Yesterday I told a story about a man who mistreated me as a result of our television show. But he was an exception to the experiences I normally had with our viewers. Once I was speaking at a drug court event, and a young person told me that his grandma watched our show every week, and then he said, “And because my grandma heard about addiction the way you spoke of it, she stopped judging my character and started encouraging my recovery.” What a blessing to hear that! Another time my family was leaving a restaurant and a guy ran up and asked if he could snap a picture with me (this was before “selfie” was a common term). Then he explained to my husband how he was going to show it to his mother, and how she was going to be so mad that she skipped church and Sunday lunch out with him – because she just LOVED our show. Oftentimes people would stop me at the gym or the mall, and tell me about their friend/relative, etc., who had an addiction problem. They might ask for advice, but mostly they just wanted me to listen to their story. I would be heading home from the gym and stop to put gas in the car and end up having a 30 minute conversation. People felt free to tell me I looked less “fat” in person, or “younger”, or even “not as old” or how much they did NOT like my outfit. All this conversing changed how I felt about being out in public. I learned that when people stared at me in public, they might actually be looking AT me. Previously, if I noticed a stranger looking at me, I figured they thought I was someone they knew from high school, or maybe I had toilet paper trailing behind me stuck to my shoe. Whatever. I gave it little thought. But this attention left me more self-conscious about going to the gym, for instance, where I might end up spending 90 minutes rather than 60 in order to hear a story. Or maybe I’d give a second thought to what I wore — seeing as how people were so free to critique my attire. It was all very weird and uncomfortable. I also realized that prior to this experience, I could stand in line at the store trying to buy salmon and skittles and pay absolutely no attention to the people around me who I didn’t know. But in this new weird tv world, strangers acted all sorts of ways – but never like who they were to me – a stranger. They “saw” me in ways that were different than how I experienced them. I couldn’t “see” them; I didn’t “know” them; they had never been in my living room via a television screen.

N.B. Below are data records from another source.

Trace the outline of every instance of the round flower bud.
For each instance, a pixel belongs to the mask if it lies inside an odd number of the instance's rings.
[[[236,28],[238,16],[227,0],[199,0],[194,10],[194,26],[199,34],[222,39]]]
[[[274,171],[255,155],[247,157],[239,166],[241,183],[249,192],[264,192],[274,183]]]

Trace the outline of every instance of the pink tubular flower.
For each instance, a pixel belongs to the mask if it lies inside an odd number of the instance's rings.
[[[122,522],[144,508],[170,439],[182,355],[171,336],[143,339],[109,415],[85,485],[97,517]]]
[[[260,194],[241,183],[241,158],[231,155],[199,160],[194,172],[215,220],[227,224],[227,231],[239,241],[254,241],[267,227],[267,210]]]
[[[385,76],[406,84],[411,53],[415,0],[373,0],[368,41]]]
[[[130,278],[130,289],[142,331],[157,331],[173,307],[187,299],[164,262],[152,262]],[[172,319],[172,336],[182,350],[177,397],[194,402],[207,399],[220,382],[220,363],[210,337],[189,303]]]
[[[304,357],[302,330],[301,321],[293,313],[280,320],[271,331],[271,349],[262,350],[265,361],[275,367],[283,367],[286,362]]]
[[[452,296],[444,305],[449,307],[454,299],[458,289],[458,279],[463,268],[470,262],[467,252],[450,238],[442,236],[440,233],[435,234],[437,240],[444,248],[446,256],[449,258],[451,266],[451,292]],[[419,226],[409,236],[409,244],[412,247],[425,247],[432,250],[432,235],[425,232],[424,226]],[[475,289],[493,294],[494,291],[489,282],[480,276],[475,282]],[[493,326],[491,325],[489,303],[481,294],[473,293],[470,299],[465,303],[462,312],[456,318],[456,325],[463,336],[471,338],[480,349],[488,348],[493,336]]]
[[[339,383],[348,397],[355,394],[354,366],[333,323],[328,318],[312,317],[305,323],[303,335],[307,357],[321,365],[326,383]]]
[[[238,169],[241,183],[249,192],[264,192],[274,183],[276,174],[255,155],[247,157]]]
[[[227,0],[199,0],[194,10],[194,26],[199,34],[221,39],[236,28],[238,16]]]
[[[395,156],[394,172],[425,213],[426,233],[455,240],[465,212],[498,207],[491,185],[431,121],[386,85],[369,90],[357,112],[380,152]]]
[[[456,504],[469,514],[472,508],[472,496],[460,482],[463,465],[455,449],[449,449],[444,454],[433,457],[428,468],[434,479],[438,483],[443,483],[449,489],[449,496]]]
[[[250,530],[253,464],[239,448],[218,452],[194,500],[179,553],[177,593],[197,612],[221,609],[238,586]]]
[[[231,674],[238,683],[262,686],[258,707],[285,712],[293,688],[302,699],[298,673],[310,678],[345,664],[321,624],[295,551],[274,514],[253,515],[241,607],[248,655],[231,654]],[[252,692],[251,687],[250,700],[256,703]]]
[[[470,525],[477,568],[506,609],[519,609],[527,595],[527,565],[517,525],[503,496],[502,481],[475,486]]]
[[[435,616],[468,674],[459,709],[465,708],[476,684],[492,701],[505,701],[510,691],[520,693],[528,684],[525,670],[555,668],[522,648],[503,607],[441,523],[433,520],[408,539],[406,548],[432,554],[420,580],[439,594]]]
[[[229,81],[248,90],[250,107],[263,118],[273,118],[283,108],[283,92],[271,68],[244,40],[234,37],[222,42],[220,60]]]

You surround me—front and back. You put your hand on me. That kind of knowledge is too much for me; it’s so high above me that I can’t fathom it. Where could I go to get away from your spirit? Where could I go to escape your presence? If I went up to heaven, you would be there. If I went down to the grave, you would be there too! If I could fly on the wings of dawn, stopping to rest only on the far side of the ocean— even there your hand would guide me; even there your strong hand would hold me tight! If I said, “The darkness will definitely hide me; the light will become night around me,” even then the darkness isn’t too dark for you! Nighttime would shine bright as day, because darkness is the same as light to you! Psalm 139:5-12 CEB
I’ve learned to be more aware of my environment from my time on television; I believe the psalms are inviting me to become more aware of God’s presence in my life too. Can we take a few minutes today to remind ourselves that God is with us?